In fact, he said, he would even invest his own money if such a deal were to materialize.
"It just makes sense. What's the reason it wouldn't work?" he said in a "Squawk Box" interview.
He said such a combination would have synergy: Time Warner has Warner Bros. Pictures, while CBS has no movie studio. The companies could also fit well together in sports and news. Timer Warner operates Turner Sports and CNN. Leveraging CBS' deal to carry NFL games could also help a combined company in negotiations with cable providers, he added.
Media companies have no choice but to expand in today's business, he said.
"If you take a look and you see all the consolidation that's gone on in the advertising agency world, you see that there is so much advertising inventory out there that there is far more supply than demand," he said. "In order to have the position to deal with advertisers, to deal with distributors, you need to be bigger."
"It should get done. It's hard to find good reasons to stop it, and I believe at the end of the day it's not anticompetitive. I don't believe that there is any monopoly they're going to have. I don't think it's going to be harmful and I think that the competition doesn't like it," he said.

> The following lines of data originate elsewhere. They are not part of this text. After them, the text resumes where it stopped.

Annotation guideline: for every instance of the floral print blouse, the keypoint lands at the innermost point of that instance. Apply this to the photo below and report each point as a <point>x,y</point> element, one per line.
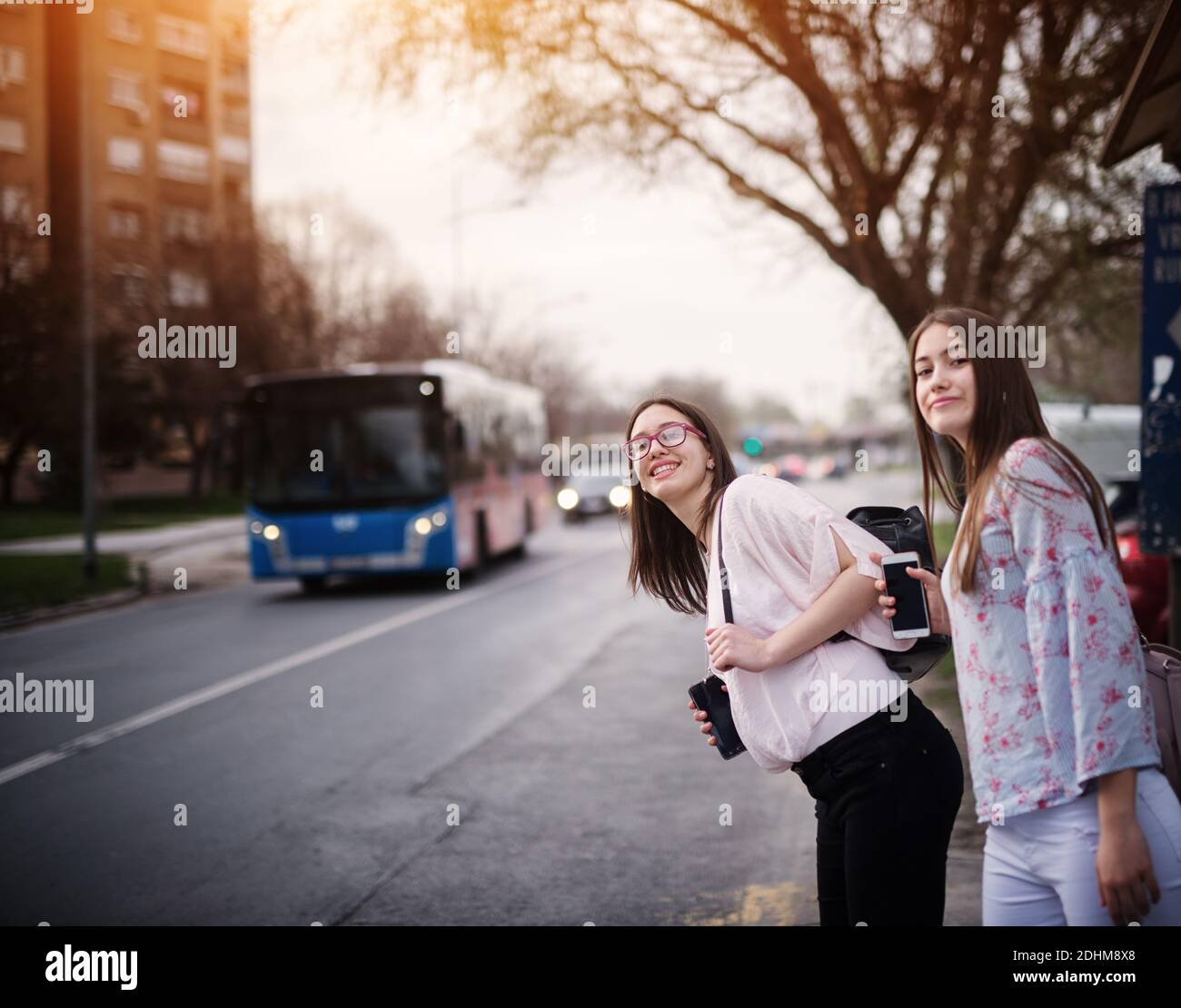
<point>1051,677</point>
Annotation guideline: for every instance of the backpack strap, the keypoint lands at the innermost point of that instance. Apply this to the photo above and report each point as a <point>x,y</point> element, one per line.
<point>727,606</point>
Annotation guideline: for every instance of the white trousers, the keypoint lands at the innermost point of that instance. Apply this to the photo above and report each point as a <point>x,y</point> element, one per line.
<point>1039,866</point>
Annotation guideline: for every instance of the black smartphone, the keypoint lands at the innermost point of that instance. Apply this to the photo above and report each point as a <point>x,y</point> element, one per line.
<point>909,618</point>
<point>710,697</point>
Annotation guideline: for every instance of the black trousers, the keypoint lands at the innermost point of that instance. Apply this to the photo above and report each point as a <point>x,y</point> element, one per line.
<point>887,794</point>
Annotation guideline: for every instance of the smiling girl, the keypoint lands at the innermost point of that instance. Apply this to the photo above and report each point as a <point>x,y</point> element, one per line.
<point>1083,826</point>
<point>886,776</point>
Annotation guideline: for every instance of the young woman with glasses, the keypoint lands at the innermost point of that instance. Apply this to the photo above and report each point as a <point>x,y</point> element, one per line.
<point>886,776</point>
<point>1083,827</point>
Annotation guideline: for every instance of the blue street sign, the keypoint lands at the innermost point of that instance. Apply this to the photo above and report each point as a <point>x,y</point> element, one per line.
<point>1160,437</point>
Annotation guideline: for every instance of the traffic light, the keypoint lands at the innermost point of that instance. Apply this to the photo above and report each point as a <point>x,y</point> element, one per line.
<point>752,446</point>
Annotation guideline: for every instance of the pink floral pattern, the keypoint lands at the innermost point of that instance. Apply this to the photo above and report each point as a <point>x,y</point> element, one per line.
<point>1051,677</point>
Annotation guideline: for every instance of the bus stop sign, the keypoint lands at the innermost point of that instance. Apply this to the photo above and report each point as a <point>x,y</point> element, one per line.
<point>1160,480</point>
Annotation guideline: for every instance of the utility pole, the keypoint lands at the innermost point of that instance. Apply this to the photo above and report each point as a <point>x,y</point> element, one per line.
<point>86,327</point>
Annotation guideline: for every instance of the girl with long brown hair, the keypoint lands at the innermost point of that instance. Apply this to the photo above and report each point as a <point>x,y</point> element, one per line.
<point>1083,827</point>
<point>886,776</point>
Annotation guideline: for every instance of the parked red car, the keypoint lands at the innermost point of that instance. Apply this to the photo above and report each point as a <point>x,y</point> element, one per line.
<point>1146,578</point>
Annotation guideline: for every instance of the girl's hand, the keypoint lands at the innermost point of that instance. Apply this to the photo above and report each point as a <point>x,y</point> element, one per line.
<point>937,609</point>
<point>1123,866</point>
<point>700,716</point>
<point>732,647</point>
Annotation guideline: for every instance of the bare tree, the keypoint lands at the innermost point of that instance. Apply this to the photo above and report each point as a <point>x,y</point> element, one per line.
<point>925,148</point>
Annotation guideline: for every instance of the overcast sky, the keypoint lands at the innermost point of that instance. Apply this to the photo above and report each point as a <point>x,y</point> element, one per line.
<point>634,280</point>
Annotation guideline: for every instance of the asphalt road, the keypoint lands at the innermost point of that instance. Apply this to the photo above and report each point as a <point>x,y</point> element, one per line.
<point>456,772</point>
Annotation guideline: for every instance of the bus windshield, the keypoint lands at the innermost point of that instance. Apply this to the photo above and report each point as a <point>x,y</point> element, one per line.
<point>372,456</point>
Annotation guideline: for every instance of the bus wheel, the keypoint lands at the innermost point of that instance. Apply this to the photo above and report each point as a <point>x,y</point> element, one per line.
<point>482,556</point>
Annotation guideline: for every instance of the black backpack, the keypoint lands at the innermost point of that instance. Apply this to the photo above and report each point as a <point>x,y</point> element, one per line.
<point>901,531</point>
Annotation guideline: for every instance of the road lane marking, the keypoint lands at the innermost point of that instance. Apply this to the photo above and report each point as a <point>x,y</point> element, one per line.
<point>272,668</point>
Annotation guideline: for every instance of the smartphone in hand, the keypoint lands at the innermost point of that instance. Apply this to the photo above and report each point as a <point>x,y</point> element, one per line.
<point>910,618</point>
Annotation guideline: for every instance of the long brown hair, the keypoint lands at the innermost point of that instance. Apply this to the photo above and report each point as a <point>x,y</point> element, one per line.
<point>1007,410</point>
<point>666,556</point>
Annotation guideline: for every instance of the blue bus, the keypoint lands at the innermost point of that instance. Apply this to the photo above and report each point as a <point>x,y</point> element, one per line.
<point>388,469</point>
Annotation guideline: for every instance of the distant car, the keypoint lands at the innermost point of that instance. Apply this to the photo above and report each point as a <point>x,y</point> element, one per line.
<point>593,495</point>
<point>1145,576</point>
<point>1102,437</point>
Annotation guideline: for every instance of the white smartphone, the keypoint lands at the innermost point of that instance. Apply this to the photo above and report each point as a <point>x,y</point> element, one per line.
<point>909,618</point>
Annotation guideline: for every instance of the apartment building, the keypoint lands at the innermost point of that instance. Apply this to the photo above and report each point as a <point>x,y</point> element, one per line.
<point>24,136</point>
<point>131,125</point>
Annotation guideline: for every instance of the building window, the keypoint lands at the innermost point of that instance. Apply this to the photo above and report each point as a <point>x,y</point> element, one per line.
<point>194,101</point>
<point>187,290</point>
<point>15,205</point>
<point>126,90</point>
<point>12,65</point>
<point>236,190</point>
<point>235,77</point>
<point>235,32</point>
<point>130,284</point>
<point>12,136</point>
<point>124,222</point>
<point>184,162</point>
<point>237,116</point>
<point>124,153</point>
<point>123,26</point>
<point>177,35</point>
<point>235,150</point>
<point>184,224</point>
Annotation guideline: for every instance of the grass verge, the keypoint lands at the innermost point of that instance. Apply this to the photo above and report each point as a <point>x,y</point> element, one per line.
<point>32,582</point>
<point>28,520</point>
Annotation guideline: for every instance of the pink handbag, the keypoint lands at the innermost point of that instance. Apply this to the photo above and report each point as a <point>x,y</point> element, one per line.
<point>1164,667</point>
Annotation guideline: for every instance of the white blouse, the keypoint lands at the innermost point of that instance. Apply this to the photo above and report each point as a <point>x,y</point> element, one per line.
<point>779,554</point>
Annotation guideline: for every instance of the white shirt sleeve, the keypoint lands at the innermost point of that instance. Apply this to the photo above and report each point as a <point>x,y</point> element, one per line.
<point>788,534</point>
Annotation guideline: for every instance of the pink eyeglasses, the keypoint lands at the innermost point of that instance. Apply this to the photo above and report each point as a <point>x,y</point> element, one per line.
<point>670,436</point>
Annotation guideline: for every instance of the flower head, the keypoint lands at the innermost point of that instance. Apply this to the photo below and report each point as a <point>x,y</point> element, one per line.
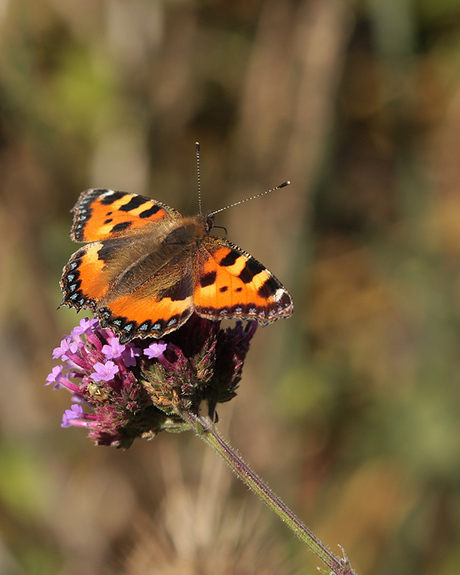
<point>137,389</point>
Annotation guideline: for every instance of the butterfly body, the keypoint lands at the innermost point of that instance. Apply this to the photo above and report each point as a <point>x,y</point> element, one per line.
<point>146,269</point>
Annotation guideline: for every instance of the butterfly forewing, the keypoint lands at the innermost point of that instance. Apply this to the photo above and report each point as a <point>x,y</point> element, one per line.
<point>147,269</point>
<point>231,283</point>
<point>102,214</point>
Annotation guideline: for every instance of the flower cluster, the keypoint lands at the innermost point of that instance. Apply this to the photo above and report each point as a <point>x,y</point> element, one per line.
<point>137,389</point>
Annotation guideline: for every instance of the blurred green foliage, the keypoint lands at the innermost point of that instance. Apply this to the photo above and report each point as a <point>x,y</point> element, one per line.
<point>350,408</point>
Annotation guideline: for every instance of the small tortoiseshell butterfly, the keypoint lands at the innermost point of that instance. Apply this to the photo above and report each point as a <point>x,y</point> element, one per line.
<point>146,269</point>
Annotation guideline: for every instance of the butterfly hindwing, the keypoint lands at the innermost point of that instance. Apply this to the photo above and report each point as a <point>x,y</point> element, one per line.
<point>230,283</point>
<point>100,214</point>
<point>156,308</point>
<point>146,269</point>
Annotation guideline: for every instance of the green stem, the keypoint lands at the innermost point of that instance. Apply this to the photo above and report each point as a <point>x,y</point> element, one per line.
<point>206,429</point>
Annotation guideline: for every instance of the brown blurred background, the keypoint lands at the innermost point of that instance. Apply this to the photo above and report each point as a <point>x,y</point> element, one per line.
<point>350,409</point>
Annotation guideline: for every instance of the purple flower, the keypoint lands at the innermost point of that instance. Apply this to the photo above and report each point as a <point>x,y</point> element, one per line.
<point>104,371</point>
<point>137,389</point>
<point>71,415</point>
<point>113,349</point>
<point>155,349</point>
<point>67,345</point>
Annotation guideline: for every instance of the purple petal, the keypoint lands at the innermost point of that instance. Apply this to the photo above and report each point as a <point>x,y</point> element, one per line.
<point>155,349</point>
<point>75,412</point>
<point>104,371</point>
<point>55,375</point>
<point>86,326</point>
<point>114,349</point>
<point>130,354</point>
<point>67,345</point>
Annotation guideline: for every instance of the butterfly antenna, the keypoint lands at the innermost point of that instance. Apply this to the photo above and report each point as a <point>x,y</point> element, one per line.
<point>197,150</point>
<point>283,185</point>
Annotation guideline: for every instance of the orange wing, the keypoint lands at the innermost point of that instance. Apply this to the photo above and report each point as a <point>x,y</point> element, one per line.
<point>101,214</point>
<point>230,283</point>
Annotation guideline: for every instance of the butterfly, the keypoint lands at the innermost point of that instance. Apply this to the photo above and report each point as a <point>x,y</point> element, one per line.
<point>145,269</point>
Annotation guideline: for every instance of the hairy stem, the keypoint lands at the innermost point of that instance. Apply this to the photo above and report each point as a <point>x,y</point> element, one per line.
<point>206,429</point>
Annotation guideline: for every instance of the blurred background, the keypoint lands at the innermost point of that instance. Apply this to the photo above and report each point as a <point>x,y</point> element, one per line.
<point>349,409</point>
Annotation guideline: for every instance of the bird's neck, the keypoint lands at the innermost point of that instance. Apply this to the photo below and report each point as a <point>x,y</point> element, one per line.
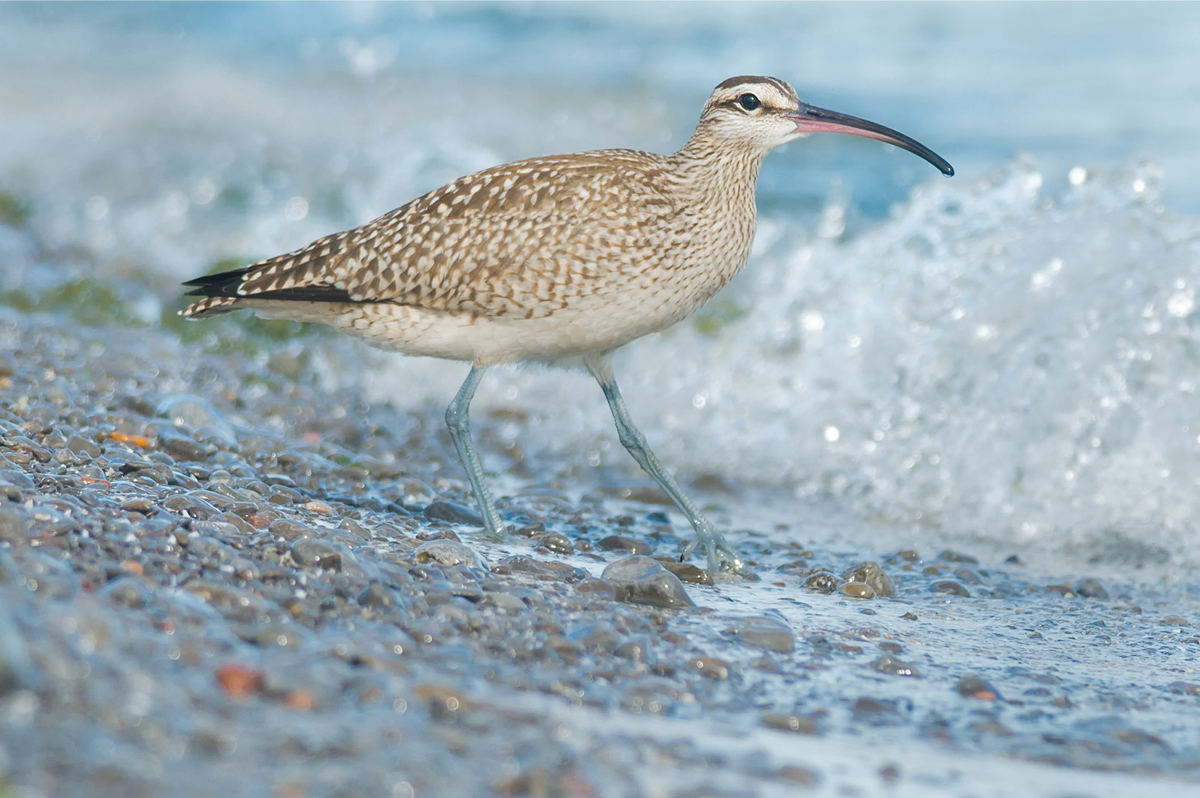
<point>717,174</point>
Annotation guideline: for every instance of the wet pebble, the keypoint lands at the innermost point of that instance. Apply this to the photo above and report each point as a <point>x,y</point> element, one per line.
<point>685,571</point>
<point>641,580</point>
<point>951,587</point>
<point>876,711</point>
<point>557,544</point>
<point>1091,588</point>
<point>309,552</point>
<point>555,570</point>
<point>711,667</point>
<point>822,582</point>
<point>857,591</point>
<point>285,528</point>
<point>892,666</point>
<point>448,552</point>
<point>598,588</point>
<point>972,687</point>
<point>453,513</point>
<point>623,543</point>
<point>127,591</point>
<point>798,724</point>
<point>871,575</point>
<point>1185,688</point>
<point>951,556</point>
<point>13,527</point>
<point>766,631</point>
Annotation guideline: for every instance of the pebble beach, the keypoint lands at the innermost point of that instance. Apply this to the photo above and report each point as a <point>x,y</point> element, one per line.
<point>949,425</point>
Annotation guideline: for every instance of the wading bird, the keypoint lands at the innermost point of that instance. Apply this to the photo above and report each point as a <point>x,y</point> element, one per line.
<point>559,259</point>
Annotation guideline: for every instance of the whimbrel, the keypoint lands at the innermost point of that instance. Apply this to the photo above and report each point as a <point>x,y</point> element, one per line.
<point>558,259</point>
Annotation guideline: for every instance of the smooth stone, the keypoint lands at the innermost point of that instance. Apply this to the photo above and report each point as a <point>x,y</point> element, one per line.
<point>598,639</point>
<point>309,552</point>
<point>951,556</point>
<point>127,591</point>
<point>685,571</point>
<point>49,577</point>
<point>952,587</point>
<point>972,687</point>
<point>623,543</point>
<point>453,513</point>
<point>870,574</point>
<point>16,479</point>
<point>641,580</point>
<point>892,666</point>
<point>287,528</point>
<point>797,724</point>
<point>81,445</point>
<point>1185,688</point>
<point>504,600</point>
<point>191,507</point>
<point>9,569</point>
<point>967,576</point>
<point>289,636</point>
<point>13,527</point>
<point>598,588</point>
<point>711,667</point>
<point>857,591</point>
<point>1091,588</point>
<point>229,601</point>
<point>448,552</point>
<point>557,544</point>
<point>193,412</point>
<point>551,569</point>
<point>822,582</point>
<point>766,631</point>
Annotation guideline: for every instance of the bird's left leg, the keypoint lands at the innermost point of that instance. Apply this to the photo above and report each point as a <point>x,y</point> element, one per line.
<point>634,442</point>
<point>459,421</point>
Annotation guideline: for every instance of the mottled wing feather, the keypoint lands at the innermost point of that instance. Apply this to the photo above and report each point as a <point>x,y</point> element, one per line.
<point>521,239</point>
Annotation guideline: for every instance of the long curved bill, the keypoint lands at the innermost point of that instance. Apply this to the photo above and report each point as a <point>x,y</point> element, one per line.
<point>810,119</point>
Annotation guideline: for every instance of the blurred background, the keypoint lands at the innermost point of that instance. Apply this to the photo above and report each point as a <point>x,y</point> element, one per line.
<point>1009,355</point>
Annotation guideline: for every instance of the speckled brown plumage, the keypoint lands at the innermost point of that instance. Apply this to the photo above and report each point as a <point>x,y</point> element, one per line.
<point>634,240</point>
<point>563,258</point>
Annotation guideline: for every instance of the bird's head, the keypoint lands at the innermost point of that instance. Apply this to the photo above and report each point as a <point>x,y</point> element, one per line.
<point>765,113</point>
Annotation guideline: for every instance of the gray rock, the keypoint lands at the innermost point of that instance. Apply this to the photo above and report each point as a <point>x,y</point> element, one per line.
<point>453,513</point>
<point>822,582</point>
<point>873,575</point>
<point>448,552</point>
<point>13,527</point>
<point>952,587</point>
<point>891,665</point>
<point>641,580</point>
<point>766,631</point>
<point>623,543</point>
<point>309,552</point>
<point>127,591</point>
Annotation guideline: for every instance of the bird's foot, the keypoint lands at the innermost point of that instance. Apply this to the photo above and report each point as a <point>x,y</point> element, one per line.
<point>719,551</point>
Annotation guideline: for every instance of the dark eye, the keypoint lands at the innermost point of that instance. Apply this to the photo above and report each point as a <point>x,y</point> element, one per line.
<point>749,102</point>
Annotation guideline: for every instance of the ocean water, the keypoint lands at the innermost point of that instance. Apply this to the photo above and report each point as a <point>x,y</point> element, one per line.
<point>1006,357</point>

On the issue of "unbundling" television content—or offering it outside of traditional cable packages—Karmazin said it offers consumers greater choice, but the vast majority of people will still want the whole slate that cable subscriptions provide.
"I don't believe this 'quote' little bundle is going to get a whole lot of people to not have the broadcast networks, to not have CNBC, to not have all of the great content out there," he said, referring to Dish Network's decision to unbundle certain channels, including ESPN.